Leadership Change: Are You Ready for This Kind of Change in the Church?
Dear Friends,
Someone said the only one that likes changing is a wet baby. The person
was probably right. Change is not always a popular experience, and it can
produce a lot of damage if it is not done wisely, carefully, and lovingly.
Change is never trivial no matter how small that change may be. I
remember the first time I ditched my robe in a church I served. You can’t
imagine the uproar it caused in those pews. “What is Tom doing walking around
the pulpit teaching without wearing a robe?” It was as if I had ascended the
pulpit in my birthday suit. I can write and laugh about it today, but I can
tell you I wasn’t quite prepared for the reaction I received. That experience
was a stark reminder to me of the ‘tumult’ that change can produce, no matter
how small that change may be.
Today we face major changes in the church. A friend of mine who is
a church consultant suggests the last time the church faced this kind of change
was the Protestant Reformation, over 500 years ago.

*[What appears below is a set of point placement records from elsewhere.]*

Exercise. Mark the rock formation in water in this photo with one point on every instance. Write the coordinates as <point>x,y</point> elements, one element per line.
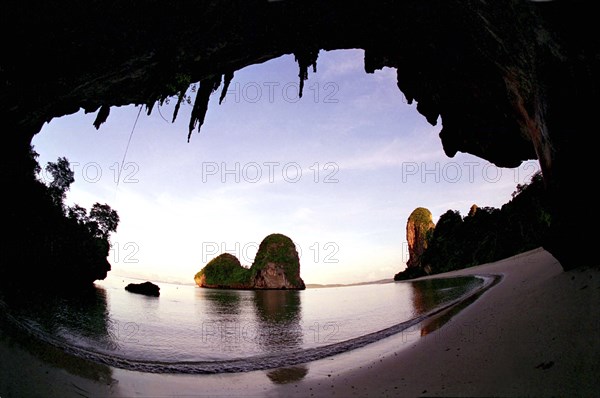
<point>146,288</point>
<point>224,271</point>
<point>276,266</point>
<point>418,230</point>
<point>510,80</point>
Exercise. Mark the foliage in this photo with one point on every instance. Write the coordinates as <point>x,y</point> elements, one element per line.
<point>421,217</point>
<point>488,234</point>
<point>224,270</point>
<point>50,245</point>
<point>280,249</point>
<point>62,178</point>
<point>106,218</point>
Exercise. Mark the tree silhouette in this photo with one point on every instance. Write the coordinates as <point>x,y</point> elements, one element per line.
<point>62,178</point>
<point>106,219</point>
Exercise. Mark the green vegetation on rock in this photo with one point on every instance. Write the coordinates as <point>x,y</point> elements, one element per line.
<point>224,270</point>
<point>276,266</point>
<point>280,249</point>
<point>486,234</point>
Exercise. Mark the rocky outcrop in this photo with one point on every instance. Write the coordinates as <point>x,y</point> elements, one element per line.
<point>510,80</point>
<point>146,288</point>
<point>276,266</point>
<point>418,229</point>
<point>224,272</point>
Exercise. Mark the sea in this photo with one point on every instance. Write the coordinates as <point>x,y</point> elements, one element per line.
<point>188,329</point>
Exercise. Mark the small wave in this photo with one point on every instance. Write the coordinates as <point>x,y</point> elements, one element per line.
<point>262,362</point>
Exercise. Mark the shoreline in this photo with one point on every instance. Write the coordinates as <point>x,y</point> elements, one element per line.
<point>534,333</point>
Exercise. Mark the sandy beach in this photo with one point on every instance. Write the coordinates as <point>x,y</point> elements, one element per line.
<point>536,332</point>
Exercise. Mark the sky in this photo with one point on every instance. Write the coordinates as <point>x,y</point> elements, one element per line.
<point>338,171</point>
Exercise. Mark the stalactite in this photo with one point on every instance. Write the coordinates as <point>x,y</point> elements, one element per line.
<point>180,98</point>
<point>101,116</point>
<point>207,87</point>
<point>305,58</point>
<point>227,77</point>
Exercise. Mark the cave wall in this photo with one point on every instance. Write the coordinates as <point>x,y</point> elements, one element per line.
<point>509,80</point>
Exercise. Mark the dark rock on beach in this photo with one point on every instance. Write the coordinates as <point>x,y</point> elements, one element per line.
<point>147,288</point>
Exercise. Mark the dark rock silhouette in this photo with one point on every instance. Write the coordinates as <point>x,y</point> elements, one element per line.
<point>510,80</point>
<point>418,228</point>
<point>486,234</point>
<point>146,288</point>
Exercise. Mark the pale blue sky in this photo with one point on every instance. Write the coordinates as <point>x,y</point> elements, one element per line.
<point>338,171</point>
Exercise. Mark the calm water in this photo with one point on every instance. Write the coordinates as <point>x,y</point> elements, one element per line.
<point>193,330</point>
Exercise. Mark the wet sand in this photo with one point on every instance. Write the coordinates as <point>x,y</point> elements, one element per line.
<point>535,333</point>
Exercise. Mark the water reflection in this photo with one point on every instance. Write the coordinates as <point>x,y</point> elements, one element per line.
<point>279,316</point>
<point>222,330</point>
<point>427,294</point>
<point>61,320</point>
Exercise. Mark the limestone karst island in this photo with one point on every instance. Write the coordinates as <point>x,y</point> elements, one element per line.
<point>276,266</point>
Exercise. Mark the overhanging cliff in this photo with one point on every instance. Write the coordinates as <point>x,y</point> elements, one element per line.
<point>511,80</point>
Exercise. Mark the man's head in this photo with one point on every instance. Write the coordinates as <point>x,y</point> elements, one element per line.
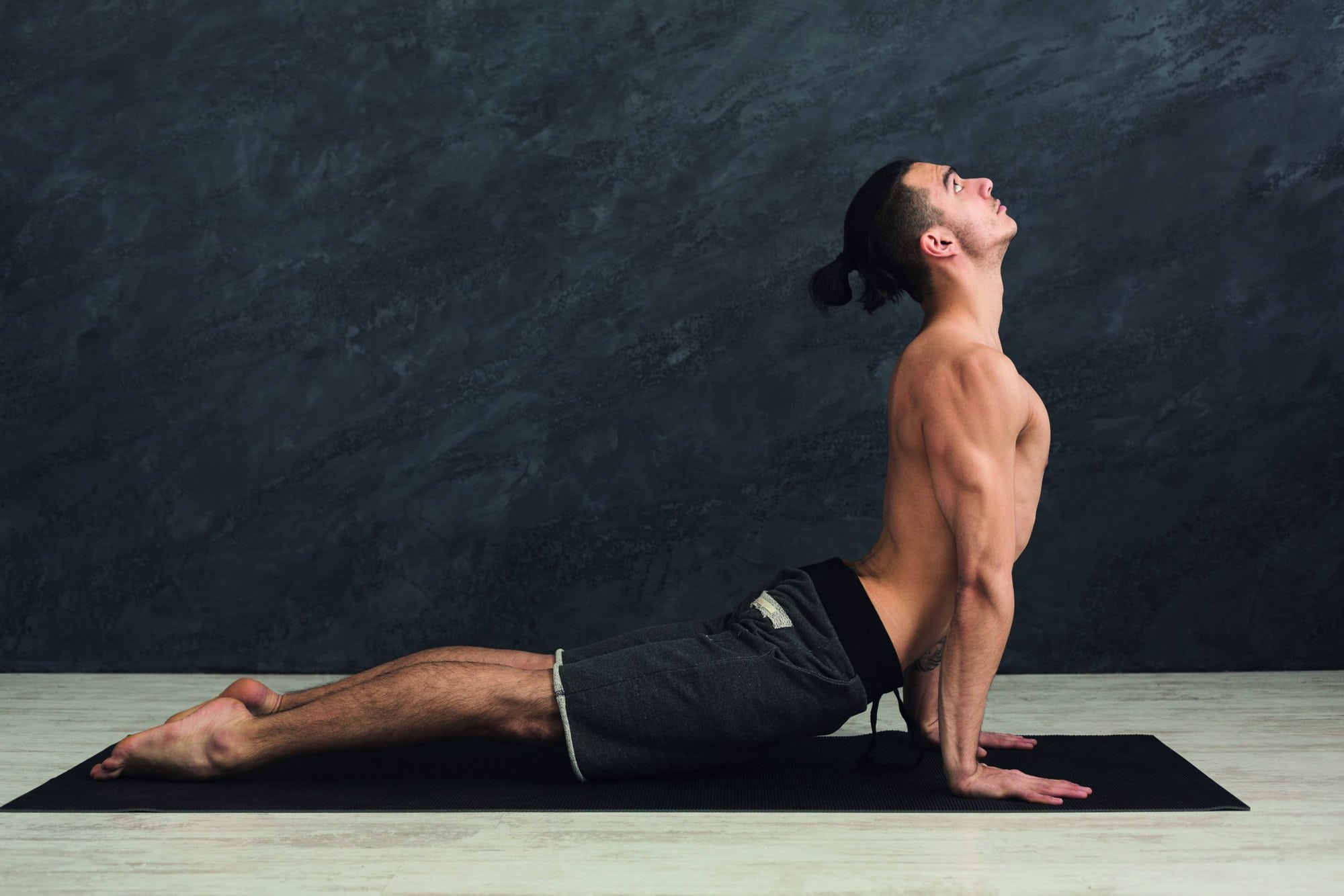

The Pandemic has forced church change in ways most of us
could never have imagined. Whoever thought that 20-40 percent of church members
would suddenly be sitting at home on Sundays watching their church services
over the internet. And many of those sitting on sofas and worshipping from the
comfort of their living rooms, may choose never to return to the sanctuary. We
may not like these changes, but they are most likely here to stay, and so we
must find ways to adapt and adjust to those changes if we want to remain
relevant.
I love to be in live services where I can sing, pray, and worship,
and where I can hold and hug other brothers and sisters in Christ. But there
are some brothers and sisters who may choose to never return to be held and
hugged. As a result, the church must find ways to adapt and adjust to meet our
changing culture. We should not see this as an unwanted compromise-giving in to
culture- but doing something new and exciting to reach our culture. I don’t
particularly like such change, and while it may be a hard and painful reality
for me to accept, I know to ignore it could diminish our outreach to a sizeable
segment of our population that needs to hear the gospel.
I don’t want to be among those echoing the famous seven last words
of the church- “We never did it this way before” and lose an opportunity to
reach those who might not grow up worshipping the way I do.
When people allow their own personal preferences to usurp the
church’s efforts to reach people for Christ, the church is in danger of
becoming irrelevant. When change happens in the church that I don’t like, I
must always remind myself that the church is not here to serve me and my
preferences or traditions. It is here to reach the world, and if that change
can help in accomplishing that goal, I better be championing it no matter how I
personally feel about it.
I am encouraged when I think of Isaiah’s words, “See I am doing a
new thing! Now it springs up; do you not perceive it? I am making a way in the
wilderness and streams in the wasteland.” (Isaiah 43:19).
In the end, I know the church is His Church, and I can stand on the
promise that because it is, the Gates of Hell shall never prevail against it.